After the indictment, there are two ways the parties may resolve a criminal case before trial: 1) dismissal; or 2) plea-bargaining. The most favorable form of pretrial disposition of a criminal case is dismissal. With the judge’s consent, the prosecutor may dismiss a criminal case. Common reasons for dismissal include:

  1. Insufficient evidence – for example, a fatal lack of evidence such that the court would instruct a verdict in favor of the defendant.
  2.  Crucial evidence is suppressed because of an illegal arrest or search.
  3.  At the request of the victim.
  4.  The defendant pleads guilty to other offenses, often less serious offenses.
  5.  Necessary witnesses cannot be located.

Plea Bargains

Plea bargaining is the disposition of criminal charges by agreement between the prosecutor and the defendant under judicial supervision. In exchange for the defendant pleading guilty or no contest and waiving the right of trial by jury, the prosecutor recommends a specific punishment that the judge can accept or reject. If the judge rejects the agreement, the defendant can withdraw their guilty plea. If the judge follows the agreement, the defendant must obtain the judge’s permission before the defendant may appeal any matter in the case except issues raised by written motions filed before trial.
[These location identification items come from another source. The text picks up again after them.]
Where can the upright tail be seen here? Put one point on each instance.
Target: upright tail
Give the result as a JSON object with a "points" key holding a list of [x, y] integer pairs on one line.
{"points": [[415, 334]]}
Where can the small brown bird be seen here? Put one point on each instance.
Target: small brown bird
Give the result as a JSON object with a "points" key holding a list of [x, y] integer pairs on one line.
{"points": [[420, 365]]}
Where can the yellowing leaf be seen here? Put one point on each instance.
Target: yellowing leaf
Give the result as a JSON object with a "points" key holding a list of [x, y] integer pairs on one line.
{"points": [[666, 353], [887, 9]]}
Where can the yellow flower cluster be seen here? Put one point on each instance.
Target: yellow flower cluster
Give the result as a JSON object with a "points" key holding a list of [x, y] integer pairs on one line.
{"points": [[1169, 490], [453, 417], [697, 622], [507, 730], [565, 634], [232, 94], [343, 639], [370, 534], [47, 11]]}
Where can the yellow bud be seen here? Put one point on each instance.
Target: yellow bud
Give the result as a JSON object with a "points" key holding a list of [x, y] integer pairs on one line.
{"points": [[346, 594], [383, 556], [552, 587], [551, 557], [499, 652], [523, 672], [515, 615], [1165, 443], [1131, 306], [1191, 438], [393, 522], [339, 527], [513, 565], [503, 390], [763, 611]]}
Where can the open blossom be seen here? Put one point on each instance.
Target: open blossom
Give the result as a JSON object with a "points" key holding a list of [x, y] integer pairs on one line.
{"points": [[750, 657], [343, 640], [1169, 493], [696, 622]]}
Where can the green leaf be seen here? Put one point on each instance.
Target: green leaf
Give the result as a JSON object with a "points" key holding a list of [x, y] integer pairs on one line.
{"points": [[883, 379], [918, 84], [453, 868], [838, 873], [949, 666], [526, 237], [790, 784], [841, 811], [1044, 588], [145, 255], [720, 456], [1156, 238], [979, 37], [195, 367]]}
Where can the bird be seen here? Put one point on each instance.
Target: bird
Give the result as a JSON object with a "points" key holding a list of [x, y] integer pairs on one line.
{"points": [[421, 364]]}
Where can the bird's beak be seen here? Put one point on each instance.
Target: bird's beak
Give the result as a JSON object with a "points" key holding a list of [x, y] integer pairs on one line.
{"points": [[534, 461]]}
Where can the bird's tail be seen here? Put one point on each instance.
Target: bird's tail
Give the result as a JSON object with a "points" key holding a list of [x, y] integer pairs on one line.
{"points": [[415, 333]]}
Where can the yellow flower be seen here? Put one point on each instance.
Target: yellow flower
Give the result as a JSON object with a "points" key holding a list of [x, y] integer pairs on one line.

The defendant usually waives the right of appeal as part of the plea bargain. A non-negotiated guilty or open plea is a less commonly used form of plea-bargaining. In an open plea, a defendant pleads guilty to a criminal charge without an agreement with the prosecutor regarding what punishment the prosecutor will recommend. Here, the judge will assess the sentence unless the defendant specifically requests that a jury do so. The defendant retains the right to appeal the sentence but typically waives any appeal of matters occurring before the entry of the guilty plea.

Trial or Plea?

Why should a defendant enter into a plea bargain? An excellent criminal defense attorney invariably asks two fundamental questions after thoroughly reviewing a case: 1) Can I help my client beat these charges? and 2) If I cannot help my client beat these charges, how can I help them get the best result possible? 

While trials can be exciting, helping clients get the best results possible when the defense cannot win a trial is essential. This type of situation is where plea bargaining often comes into play. Because attorneys cannot win every trial, a criminal defense attorney must also be a good negotiator. Under Texas law, many criminal charges present possible punishment ranging from probation to ninety-nine years or life in prison. When faced with broad possible punishment ranges and criminal charges that may likely result in a conviction, a good negotiator may mean the difference between probation and a lengthy prison sentence.